My understanding of hybrid orbitals is that they are a result of the sharing of electrons between two atoms. Due to this sharing, these electrons kind of "blend" properties of the orbitals of their parent atoms. Thus, we are left with an average of the various kinds of orbitals that the parent atoms originally had prior to covalent bonding.

MichaelRaad_1F
Posts: 90
Joined: Wed Sep 30, 2020 9:35 pm

Re: Hybrid Orbitals

Postby MichaelRaad_1F » Mon Nov 30, 2020 1:20 am

An easy way to determine hybrid orbitals is to count the number of electron density regions around the central atom and choose the answer that provides the accurate number of orbitals for the electron density regions.

Samudrala_Vaishnavi 3A
Posts: 93
Joined: Wed Sep 30, 2020 9:34 pm

Re: Hybrid Orbitals

Postby Samudrala_Vaishnavi 3A » Mon Nov 30, 2020 8:32 am

You can use hybrid orbitals to determine the amount of bonding that occurs between central atoms and some surrounding atoms. It's kind of a confirmation of the electron arrangement of the molecule and helps you see clearly if there are any pi or sigma bonds involved.

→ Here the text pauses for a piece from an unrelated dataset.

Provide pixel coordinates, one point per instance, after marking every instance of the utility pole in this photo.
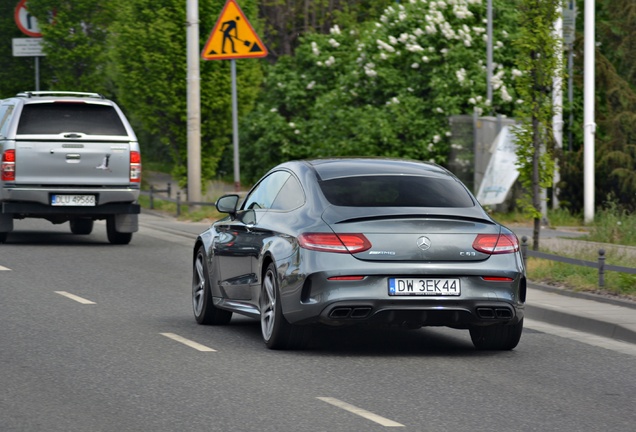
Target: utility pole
(193, 101)
(489, 52)
(589, 127)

You basically find the electron arrangement of the molecule using a Lewis structure, then match to the hybridization configuration, and then add the outer valence electrons into each shell.

Anna Yakura 2F
Posts: 130
Joined: Wed Sep 30, 2020 9:46 pm

Re: Hybrid Orbitals

Postby Anna Yakura 2F » Mon Nov 30, 2020 9:26 am

What I do is just count the regions of electron density, and correlate it to the hybrid orbitals that have that many things. For example, sp^3 has four regions of electron density (1 s, 3 p) are has a tetrahedral electron arrangement. That being said it might be best to review the lecture or the textbook to really understand what these orbitals represent.